The motors slowed down and a titanic page seemed to turn over in the cosmos with a vanishing blaze of magnificence. Directly beneath them glowed the disk of blue-white light that was Tom's force area. The sphere swooped down within its influence and came to rest.

"Make haste," the Wanderer said. "I shall be here in the gateway though you see me not. Bring them here, speedily."

On the one side Bert saw familiar objects in Tom's laboratory, on the other side the white cliff and the pitchy sea of the Bardek realm. And the cage of basket-weave between, with his friends inside struggling with the spider men. It was the instant after the capture.

"Joan! Tom!" Bert shouted.

A side of the sphere had opened and he plunged through and into the Bardek plane—to the inky surface of the sea, fully expecting to sink in its forbidding depths. But the stuff was an elastic solid, springy under his feet and bearing him up as would an air-inflated cushion. He threw himself upon the cage and tore at it with his fingers.

The whimpering screams of the spider men were in his ears, and he saw from the corner of his eye that other of the tortoiselike mounds were rising up out of the viscid black depths, dozens of them, and that hundreds of the Bardeks were closing in on him from all directions. Weapons were in their hands, and a huge engine of warfare like a caterpillar tractor was skimming over the sea from the cliff wall with a great grinding and clanking of its mechanisms.

But the cage was pulling apart in his clutches as if made of reeds.

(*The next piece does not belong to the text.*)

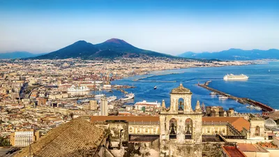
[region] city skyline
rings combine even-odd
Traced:
[[[1,1],[0,53],[50,52],[112,38],[172,55],[279,49],[278,6],[276,1]]]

With Joan in one encircling arm he was battling the spider men, driving swift short-arm jabs into their soft bloated bodies with devastating effect. And Tom, recovering from the first surprise of his capture, was doing a good job himself, his flailing arms scattering the Bardeks like ninepins. The Wanderer and his sphere, both doomed to material existence only in infra-dimensional space, had vanished from sight.

A bedlam rose up from the reinforcing hordes as they came in to enter the force area. But Bert sensed the guiding touch of the Wanderer's unseen hand, heard his placid voice urging him, and, in a single wild leap was inside the sphere with the girl.

With Joan safely in the Wanderer's care, he rushed out again for Tom. Then followed a nightmare of battling those twining tentacles and the puffy crowding bodies of the spider men. Wrestling tactics and swinging fists were all that the two Earthlings had to rely upon, but, between them, they managed to fight off a half score of the Bardeks and work their way back into the glowing force area.

"It's no use," Tom gasped. "We can't get back."